Karlijn Han, a lawyer for plaintiff Offlimits, a campaign group, said that because Grok and X had been told to stop offering the technology that makes it possible to undress Dutch people, the order applied everywhere, and not only in the Netherlands.

In the past, X has simply instituted geographic filters when told to block certain types of content.

Contradictory claims

The order issued on Thursday by the Amsterdam District Court is the first binding injunction by a European court on an AI image generator involving non-consensual sexualised content.

Dutch law already prohibits the creation and distribution of deepfake nude images without consent.

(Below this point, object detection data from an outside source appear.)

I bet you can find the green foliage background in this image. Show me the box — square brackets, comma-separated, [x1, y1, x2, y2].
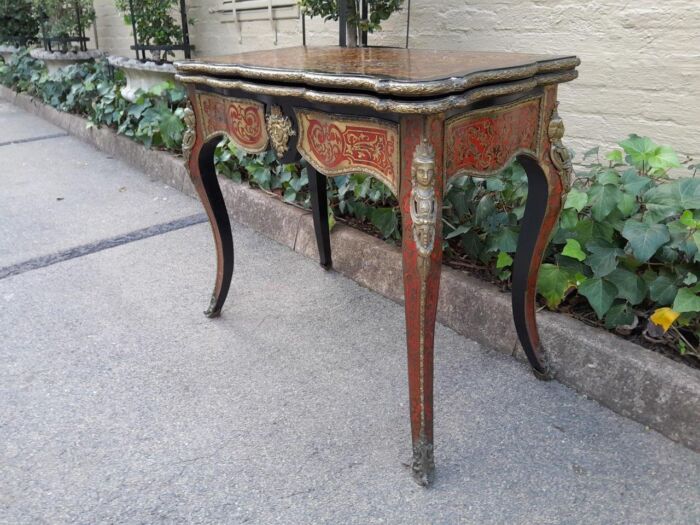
[115, 0, 182, 56]
[299, 0, 403, 38]
[32, 0, 95, 38]
[0, 0, 39, 46]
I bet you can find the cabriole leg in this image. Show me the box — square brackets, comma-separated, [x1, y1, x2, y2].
[188, 133, 233, 317]
[306, 165, 333, 270]
[401, 117, 443, 486]
[512, 155, 563, 379]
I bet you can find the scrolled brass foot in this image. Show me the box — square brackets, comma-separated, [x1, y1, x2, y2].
[411, 435, 435, 487]
[532, 346, 554, 381]
[204, 294, 221, 319]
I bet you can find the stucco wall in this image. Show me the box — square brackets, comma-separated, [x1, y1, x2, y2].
[95, 0, 700, 161]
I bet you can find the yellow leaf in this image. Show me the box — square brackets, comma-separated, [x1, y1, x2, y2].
[650, 306, 681, 332]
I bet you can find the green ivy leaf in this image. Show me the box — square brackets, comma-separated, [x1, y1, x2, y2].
[588, 184, 621, 222]
[649, 275, 678, 306]
[644, 178, 700, 212]
[622, 169, 652, 197]
[486, 177, 506, 191]
[445, 224, 472, 240]
[564, 188, 588, 213]
[619, 134, 657, 169]
[617, 192, 639, 217]
[606, 268, 647, 305]
[649, 146, 681, 171]
[679, 210, 698, 228]
[596, 168, 620, 186]
[583, 146, 600, 160]
[369, 208, 398, 239]
[605, 149, 624, 164]
[586, 240, 625, 277]
[489, 228, 518, 253]
[672, 288, 700, 313]
[605, 302, 635, 330]
[578, 277, 618, 319]
[622, 219, 671, 262]
[537, 263, 576, 310]
[559, 208, 578, 230]
[476, 195, 496, 224]
[561, 239, 586, 261]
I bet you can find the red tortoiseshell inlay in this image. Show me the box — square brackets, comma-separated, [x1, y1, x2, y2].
[295, 109, 399, 195]
[445, 98, 540, 178]
[197, 93, 268, 153]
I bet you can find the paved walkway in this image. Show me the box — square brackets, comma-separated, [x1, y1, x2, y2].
[0, 99, 700, 524]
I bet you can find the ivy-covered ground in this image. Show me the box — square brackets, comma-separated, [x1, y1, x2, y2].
[0, 51, 700, 367]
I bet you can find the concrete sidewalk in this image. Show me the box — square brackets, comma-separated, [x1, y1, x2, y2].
[0, 102, 700, 524]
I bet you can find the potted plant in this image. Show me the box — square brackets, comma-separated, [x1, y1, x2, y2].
[299, 0, 403, 47]
[31, 0, 102, 74]
[108, 0, 192, 101]
[0, 0, 39, 62]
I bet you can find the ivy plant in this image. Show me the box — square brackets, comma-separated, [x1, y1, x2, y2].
[299, 0, 403, 47]
[0, 0, 39, 46]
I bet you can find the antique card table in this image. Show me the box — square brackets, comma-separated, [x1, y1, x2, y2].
[176, 47, 579, 485]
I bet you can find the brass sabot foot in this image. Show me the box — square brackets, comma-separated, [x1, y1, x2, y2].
[411, 436, 435, 487]
[204, 294, 221, 319]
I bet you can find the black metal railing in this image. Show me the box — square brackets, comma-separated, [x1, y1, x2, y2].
[129, 0, 194, 62]
[40, 0, 90, 52]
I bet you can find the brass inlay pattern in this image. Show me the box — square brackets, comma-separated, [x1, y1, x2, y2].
[294, 108, 401, 196]
[197, 93, 269, 153]
[267, 106, 296, 159]
[445, 96, 544, 182]
[182, 99, 197, 163]
[175, 70, 578, 115]
[547, 102, 574, 191]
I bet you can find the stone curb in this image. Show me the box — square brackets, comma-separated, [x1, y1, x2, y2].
[0, 87, 700, 451]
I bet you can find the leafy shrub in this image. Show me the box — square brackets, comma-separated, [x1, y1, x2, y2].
[115, 0, 182, 60]
[299, 0, 403, 45]
[32, 0, 95, 47]
[0, 49, 185, 152]
[0, 49, 46, 89]
[0, 0, 39, 46]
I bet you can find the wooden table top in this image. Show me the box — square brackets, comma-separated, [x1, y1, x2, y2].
[175, 46, 579, 96]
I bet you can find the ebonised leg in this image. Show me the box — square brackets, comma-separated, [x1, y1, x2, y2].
[512, 155, 563, 379]
[189, 139, 233, 317]
[306, 165, 333, 270]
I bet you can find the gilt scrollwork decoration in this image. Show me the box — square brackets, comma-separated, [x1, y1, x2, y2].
[411, 138, 438, 486]
[182, 100, 197, 164]
[267, 106, 296, 159]
[411, 139, 437, 264]
[547, 102, 574, 191]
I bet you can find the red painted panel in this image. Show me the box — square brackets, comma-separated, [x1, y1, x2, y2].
[446, 98, 540, 178]
[197, 93, 268, 153]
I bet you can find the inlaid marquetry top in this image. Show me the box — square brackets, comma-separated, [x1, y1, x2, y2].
[176, 46, 579, 97]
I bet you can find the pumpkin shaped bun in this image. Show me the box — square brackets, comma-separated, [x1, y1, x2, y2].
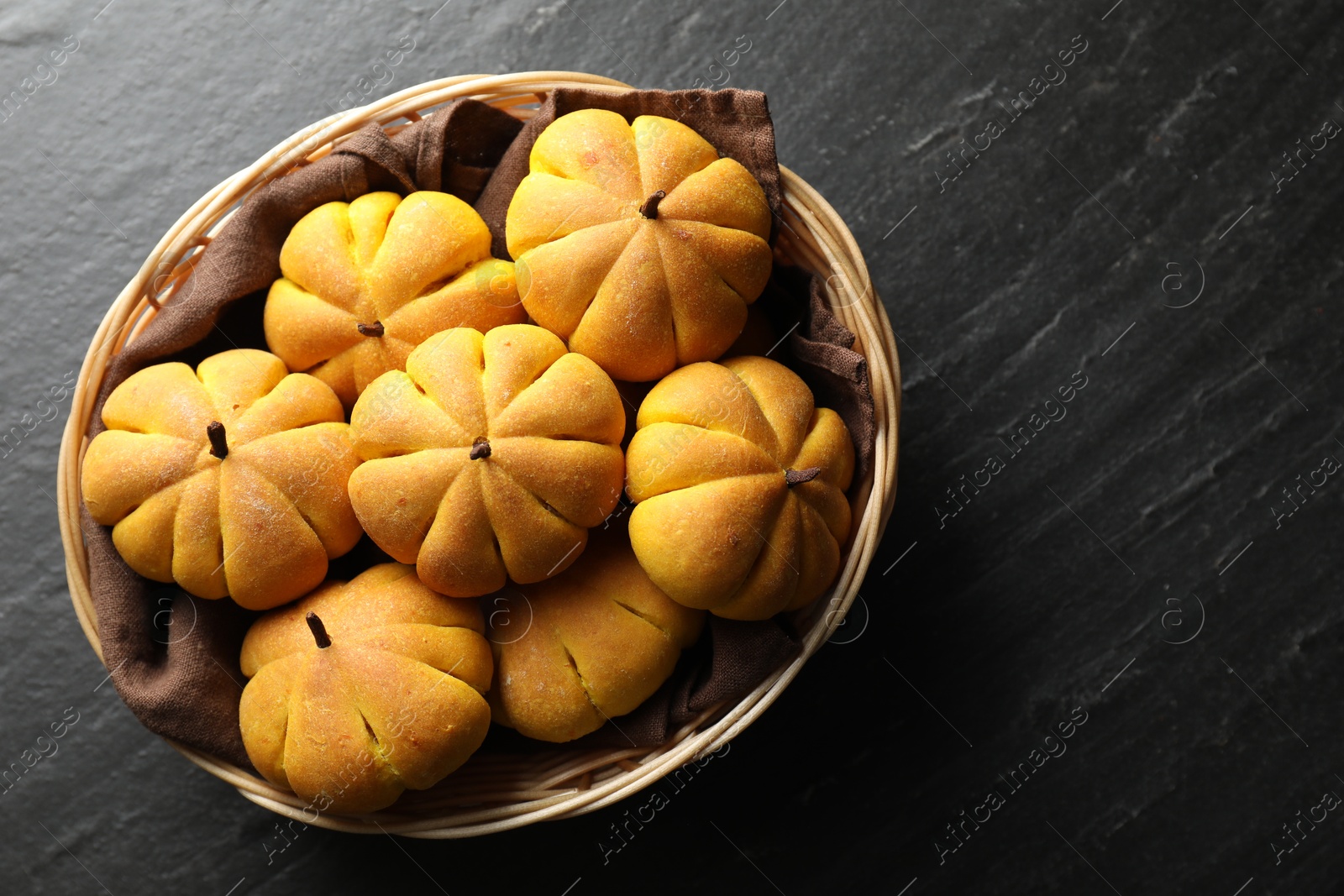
[506, 109, 771, 381]
[627, 358, 853, 619]
[238, 563, 492, 813]
[265, 191, 526, 408]
[486, 527, 704, 743]
[349, 324, 625, 596]
[81, 349, 361, 610]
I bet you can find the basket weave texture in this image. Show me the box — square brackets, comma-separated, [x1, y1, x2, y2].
[56, 71, 900, 838]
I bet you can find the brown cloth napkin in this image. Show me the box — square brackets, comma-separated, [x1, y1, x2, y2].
[83, 90, 874, 768]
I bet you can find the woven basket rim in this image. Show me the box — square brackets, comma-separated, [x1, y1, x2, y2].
[56, 71, 900, 838]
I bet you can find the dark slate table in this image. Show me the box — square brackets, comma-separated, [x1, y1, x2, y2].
[0, 0, 1344, 896]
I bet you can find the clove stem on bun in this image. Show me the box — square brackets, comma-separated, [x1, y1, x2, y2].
[784, 466, 822, 485]
[304, 611, 332, 650]
[206, 421, 228, 461]
[640, 190, 668, 220]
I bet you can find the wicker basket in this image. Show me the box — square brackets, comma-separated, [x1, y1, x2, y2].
[56, 71, 900, 838]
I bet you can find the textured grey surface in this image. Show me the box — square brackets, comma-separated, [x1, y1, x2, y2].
[0, 0, 1344, 896]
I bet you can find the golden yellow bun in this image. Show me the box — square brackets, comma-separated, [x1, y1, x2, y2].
[486, 527, 704, 743]
[265, 191, 526, 408]
[627, 358, 853, 619]
[349, 324, 625, 596]
[506, 109, 771, 381]
[81, 349, 360, 610]
[238, 563, 492, 813]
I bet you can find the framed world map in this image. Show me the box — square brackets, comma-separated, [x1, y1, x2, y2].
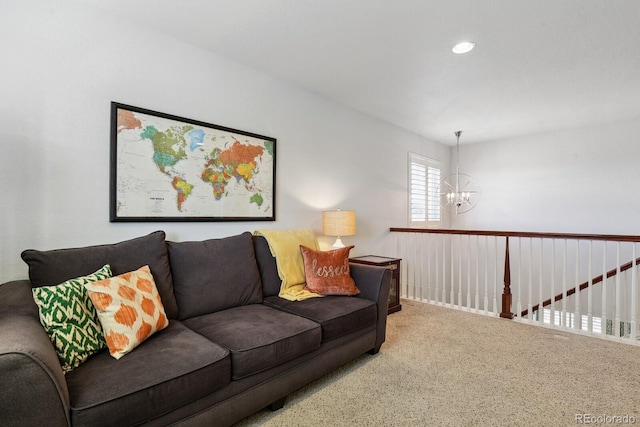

Grok launched its image generator in late December 2025, leading to the generation of millions of sexualised images, including those of children, many of which were publicly distributed on X, prompting legal actions in a number of countries.

xAI, the parent company of X and Grok, has claimed that it implemented stringent safeguards against the generation of such images in January, categorically rejecting that Grok is still capable of generating non-consensual sexualised imagery or child pornography.

But it simultaneously also told the court that it is impossible to completely stop users from misusing the system, the court noted.

Liability

It said that evidence submitted by Offlimits on 9 March showed that Grok was still able to generate a video of an existing person in a sexualised context, from a single uploaded photo, with no verification of consent.

“The fact that generating this video was apparently still possible on the same day that the defendants wrote to Offlimits categorically rejecting any suggestion that such content can be generated raises reasonable doubt regarding the certainty with which the defendants stated that the measures taken are adequate,” the court order reads.

xAI argues that users, not the company, are responsible for the misuse of Grok.

But the court said that xAI is the appropriate party to prevent the generation and distribution of unlawful images, as it is the internet intermediary with control over Grok’s functions – regardless of whether or not it is liable alongside users.

International investigations

Offlimits, which offers expertise on online sexual abuse, and Fonds Slachtofferhulp, a victim support organisation, are the plaintiffs.

The defendants have been given 10 working days from the service of the order to confirm in writing to Offlimits how they have complied, with lack of a response deemed non-compliance.

The EU, Ofcom, Ireland’s Data Protection Commission, and other jurisdictions have opened probes into Grok’s sexualised imagery, while a number of lawsuits have been filed in the US.